PUC-PR Saúde - Pontifícia Universidade Católica do Paraná — Prova 2022
Paciente de 35 anos, vítima de trauma moto-auto é admitido na sala de politrauma do Hospital Universitário Cajuru. O paciente encontra-se torporoso na admissão, respondendo com ruídos incompreensíveis, sem abertura ocular mesmo ao estímulo doloroso e postura em flexão dos membros superiores ao estímulo doloroso e suas pupilas estão anisocóricas. Na ausculta pulmonar, o murmúrio vesicular é ausente a e a percussão tem som timpânico deste mesmo lado, sem alterações do lado direito, suas jugulares apresentam turgência importante. Sua pressão arterial é de 70x30 mmHg, sua frequência cardíaca é de 110bpm.Sobre a abordagem inicial desse paciente, qual é a sua prioridade?\n
GCS ≤ 8 no trauma → Prioridade A (Via Aérea Definitiva + Proteção Cervical).
No atendimento ao politraumatizado, a sequência do ABCDE é rígida. Pacientes com rebaixamento do nível de consciência (GCS ≤ 8) necessitam de proteção imediata da via aérea (A) antes de prosseguir para a avaliação da ventilação (B).
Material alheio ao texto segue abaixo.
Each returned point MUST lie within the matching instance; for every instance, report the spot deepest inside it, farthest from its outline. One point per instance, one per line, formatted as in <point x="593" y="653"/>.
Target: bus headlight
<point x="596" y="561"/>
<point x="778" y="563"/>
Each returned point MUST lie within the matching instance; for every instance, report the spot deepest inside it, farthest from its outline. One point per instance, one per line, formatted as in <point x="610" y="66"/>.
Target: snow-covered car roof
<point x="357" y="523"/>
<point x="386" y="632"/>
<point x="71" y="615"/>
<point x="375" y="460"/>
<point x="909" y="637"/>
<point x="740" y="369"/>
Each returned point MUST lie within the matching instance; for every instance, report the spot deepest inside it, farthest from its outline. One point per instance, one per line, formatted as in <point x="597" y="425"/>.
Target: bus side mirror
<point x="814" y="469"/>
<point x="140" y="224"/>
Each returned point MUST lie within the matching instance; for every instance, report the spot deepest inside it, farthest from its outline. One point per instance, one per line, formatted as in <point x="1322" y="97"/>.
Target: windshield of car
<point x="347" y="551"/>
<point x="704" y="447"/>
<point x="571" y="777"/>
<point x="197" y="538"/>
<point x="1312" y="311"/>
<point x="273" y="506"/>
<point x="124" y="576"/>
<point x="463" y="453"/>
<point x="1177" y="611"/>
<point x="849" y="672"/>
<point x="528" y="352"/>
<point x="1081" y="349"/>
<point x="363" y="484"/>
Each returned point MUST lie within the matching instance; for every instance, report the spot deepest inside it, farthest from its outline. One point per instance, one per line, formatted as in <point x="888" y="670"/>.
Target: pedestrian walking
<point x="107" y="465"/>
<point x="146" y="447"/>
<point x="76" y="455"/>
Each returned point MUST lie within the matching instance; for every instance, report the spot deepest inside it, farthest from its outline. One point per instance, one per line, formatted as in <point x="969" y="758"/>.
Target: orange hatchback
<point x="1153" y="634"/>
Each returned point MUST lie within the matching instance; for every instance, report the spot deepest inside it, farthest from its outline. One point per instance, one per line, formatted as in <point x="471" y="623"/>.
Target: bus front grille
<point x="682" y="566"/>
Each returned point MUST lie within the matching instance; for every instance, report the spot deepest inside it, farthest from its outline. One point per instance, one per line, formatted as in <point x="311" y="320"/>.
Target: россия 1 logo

O cenário clínico descreve um paciente em estado crítico após trauma de alta energia, apresentando sinais de duas condições fatais: Trauma Cranioencefálico (TCE) grave com sinais de herniação (anisocoria e Glasgow 6) e Pneumotórax Hipertensivo (hipotensão, turgência jugular e hipertimpanismo). A abordagem deve seguir rigorosamente o ABCDE do ATLS (Advanced Trauma Life Support). A prioridade 'A' foca na perviedade da via aérea e restrição da movimentação cervical. O rebaixamento do nível de consciência impede a proteção natural da via aérea, tornando a intubação mandatória. A anisocoria sugere hipertensão intracraniana grave, reforçando a necessidade de estabilização ventilatória para evitar lesões secundárias. Somente após garantir o 'A', o examinador deve realizar a descompressão do pneumotórax no 'B'. Este caso ilustra a importância de não se distrair com achados exuberantes (como o pneumotórax) antes de assegurar a base da pirâmide de sobrevivência do trauma.
No protocolo ABCDE do ATLS, a manutenção da via aérea com proteção da coluna cervical (A) precede a ventilação e respiração (B). No caso descrito, o paciente apresenta um escore na Escala de Coma de Glasgow de 6 (E1, V2, M3), o que define um trauma cranioencefálico grave e indica a necessidade imediata de via aérea definitiva para prevenir aspiração e garantir oxigenação cerebral adequada. Embora o pneumotórax hipertensivo seja uma emergência com risco de vida imediato tratada no passo B, a falha em garantir o 'A' compromete todas as etapas subsequentes. Na prática, em equipes treinadas, as intervenções podem ocorrer quase simultaneamente, mas a hierarquia teórica estabelece a via aérea como a prioridade absoluta.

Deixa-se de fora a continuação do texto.